The sharing economy arrived at Washington and Lee University in 2012 thanks to 1981 alumnus Jamie Small.

Small, who works in the energy industry in Midland, Texas, endowed the Blue Bike program with about a $15,000 grant, which provides 40 blue bikes that students and faculty can take from bike racks around campus, and then leave at their destinations for other students to use.

An additional 20 bikes are available for students and faculty to rent for free for up to a semester.

“I saw kids driving from Davidson Park to the parking deck,” Small said, “and I thought that was stupid.  Why not use a bike?”

Rolf Piranian, an associate physical education professor, retired men’s soccer coach, and alum of W&L, volunteers with the blue bike program, which is run by the university’s campus recreation organization, the Outing Club.

Washington and Lee University provides 60 "Blue Bikes," free bikes that are shared in the Lexington community.

Washington and Lee provides 60 “Blue Bikes,” free bikes that are shared within the university community.

“I’m a big bike believer, and when I was a sophomore at W&L I lived off campus and biked,” Piranian said, “I believe that bikes have an important role in society today.”

But, he said there are valid concerns about the abuse of the free program.

“I see the bikes all over town, and we get calls about picking them up in strange places, but they end up back here,” Piranian said.

Out of the initial 60 bikes, 55 still remain, and the endowed program might purchase replacement bikes before the start of the next school year, Piranian said.

The original 60 bikes came in parts, Piranian said, and it took the blue bike team, comprised mainly of volunteers and student workers, a couple of months to assemble them.

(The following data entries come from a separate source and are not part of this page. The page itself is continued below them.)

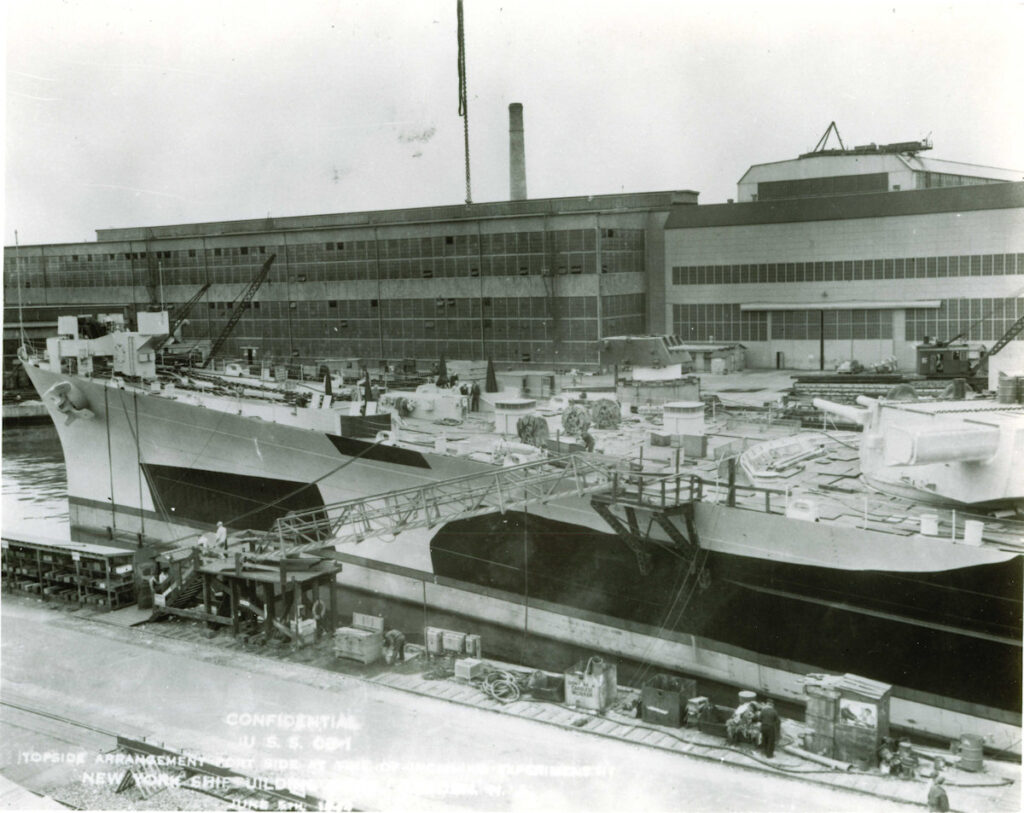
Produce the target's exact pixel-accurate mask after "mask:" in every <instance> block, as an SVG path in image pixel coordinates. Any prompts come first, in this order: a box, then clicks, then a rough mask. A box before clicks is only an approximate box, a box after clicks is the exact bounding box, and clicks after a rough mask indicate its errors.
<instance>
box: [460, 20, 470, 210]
mask: <svg viewBox="0 0 1024 813" xmlns="http://www.w3.org/2000/svg"><path fill="white" fill-rule="evenodd" d="M457 14H458V17H459V34H458V36H459V116H460V117H462V132H463V139H464V141H465V145H466V203H467V204H471V203H473V192H472V191H471V190H470V182H469V101H468V97H467V82H466V33H465V27H464V26H463V14H462V0H458V6H457Z"/></svg>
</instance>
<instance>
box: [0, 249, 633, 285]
mask: <svg viewBox="0 0 1024 813" xmlns="http://www.w3.org/2000/svg"><path fill="white" fill-rule="evenodd" d="M90 267H92V269H91V270H69V269H67V268H53V267H51V266H49V265H47V267H46V268H45V269H44V270H37V271H34V272H31V271H24V272H20V273H19V274H17V275H14V274H8V275H5V276H4V286H5V287H6V286H15V285H16V281H17V279H20V280H22V285H23V287H24V288H27V289H28V288H33V287H36V288H38V287H42V286H44V285H45V286H46V287H49V288H102V287H113V288H121V287H129V286H138V287H144V286H147V285H148V286H164V287H166V286H172V285H190V286H199V285H202V284H204V283H206V282H209V283H212V284H214V285H225V284H226V285H232V284H234V285H240V286H243V285H247V284H248V283H250V282H251V281H252V279H253V276H254V275H255V274H256V267H255V266H249V265H240V264H232V265H224V266H218V265H212V264H211V265H208V266H207V267H202V266H200V265H196V266H193V267H187V268H178V269H171V268H167V267H164V266H163V265H160V266H158V267H155V268H151V267H147V266H145V267H136V268H135V269H134V270H131V269H129V268H113V269H112V268H104V267H101V266H95V267H93V266H90ZM596 270H597V255H596V254H595V253H594V252H590V253H585V252H568V253H566V252H558V253H556V254H555V255H554V256H546V255H525V254H522V255H520V254H516V255H509V256H504V257H502V256H499V257H484V258H482V259H479V258H474V257H449V258H445V259H430V260H381V261H376V260H352V261H345V262H315V263H304V262H302V261H299V260H295V259H294V258H293V259H290V260H287V261H286V260H282V261H281V262H280V263H279V264H278V265H275V266H274V267H273V268H272V269H271V271H270V274H269V276H268V277H267V280H268V282H270V283H285V282H288V283H292V284H299V283H318V282H325V283H330V282H347V281H354V280H377V279H381V280H433V279H439V277H452V276H529V275H548V274H555V275H566V274H590V273H595V272H596ZM643 270H644V258H643V253H642V252H623V251H614V252H606V253H604V254H602V256H601V272H602V273H636V272H643Z"/></svg>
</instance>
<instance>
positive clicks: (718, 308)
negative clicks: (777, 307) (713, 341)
mask: <svg viewBox="0 0 1024 813" xmlns="http://www.w3.org/2000/svg"><path fill="white" fill-rule="evenodd" d="M672 328H673V330H672V332H673V334H675V335H676V336H678V337H679V338H681V339H682V340H683V341H684V342H686V341H691V342H698V341H723V342H764V341H767V340H768V318H767V314H766V313H763V312H761V313H758V312H751V311H741V310H740V309H739V305H738V304H715V305H673V306H672Z"/></svg>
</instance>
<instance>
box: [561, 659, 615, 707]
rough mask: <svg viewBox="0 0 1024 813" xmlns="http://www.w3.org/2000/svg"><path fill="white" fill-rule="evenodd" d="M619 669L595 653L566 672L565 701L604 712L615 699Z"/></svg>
mask: <svg viewBox="0 0 1024 813" xmlns="http://www.w3.org/2000/svg"><path fill="white" fill-rule="evenodd" d="M617 689H618V681H617V669H616V667H615V665H614V664H609V662H608V661H607V660H605V659H604V658H601V657H598V656H597V655H594V656H593V657H591V658H589V659H588V660H581V661H580V662H578V664H577V665H575V666H574V667H572V668H571V669H569V670H566V672H565V702H566V703H567V704H568V705H574V707H577V708H579V709H592V710H594V711H595V712H603V711H604V710H605V709H607V708H608V707H609V705H611V703H612V701H613V700H614V699H615V692H616V691H617Z"/></svg>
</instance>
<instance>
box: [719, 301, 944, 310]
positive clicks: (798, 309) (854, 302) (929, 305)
mask: <svg viewBox="0 0 1024 813" xmlns="http://www.w3.org/2000/svg"><path fill="white" fill-rule="evenodd" d="M941 304H942V302H941V301H940V300H938V299H905V300H897V301H893V300H891V299H887V300H883V301H874V300H870V299H861V300H855V301H852V302H830V301H828V300H821V301H818V302H749V303H744V304H741V305H740V306H739V309H740V310H903V309H904V308H938V307H939V306H940V305H941Z"/></svg>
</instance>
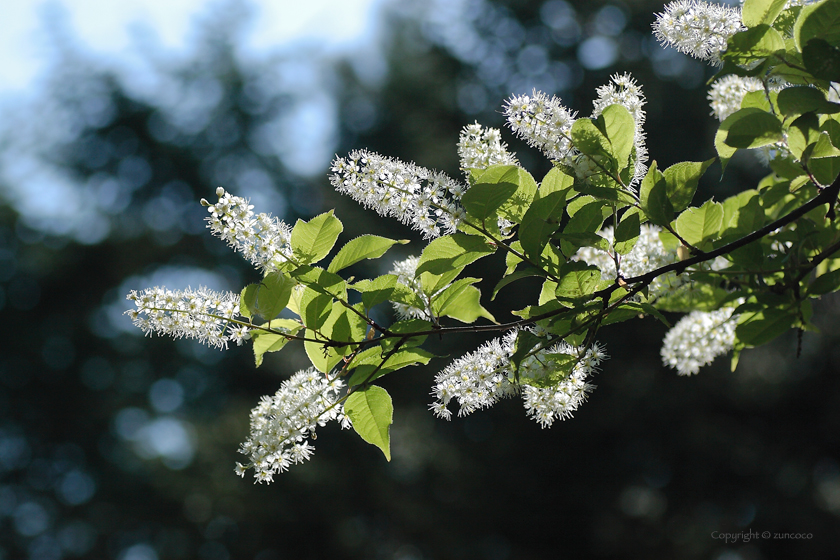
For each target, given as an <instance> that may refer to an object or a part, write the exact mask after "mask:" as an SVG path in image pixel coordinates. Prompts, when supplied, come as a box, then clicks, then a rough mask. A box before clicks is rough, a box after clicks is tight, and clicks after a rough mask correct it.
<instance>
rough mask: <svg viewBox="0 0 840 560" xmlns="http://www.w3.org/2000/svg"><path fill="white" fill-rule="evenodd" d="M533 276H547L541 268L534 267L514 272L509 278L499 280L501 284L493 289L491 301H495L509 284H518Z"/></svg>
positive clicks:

Piranian believes the W&L honor system has enabled the program to succeed; he doesn’t believe a free bike program would work at many other schools. The 40 shared blue bikes are not locked on racks.

Going forward, he said he hopes the program will expand and that blue bikers will take good care of the bikes.

“With the free bikes, we just hope people will use them in the community and treat them with respect,” Piranian said.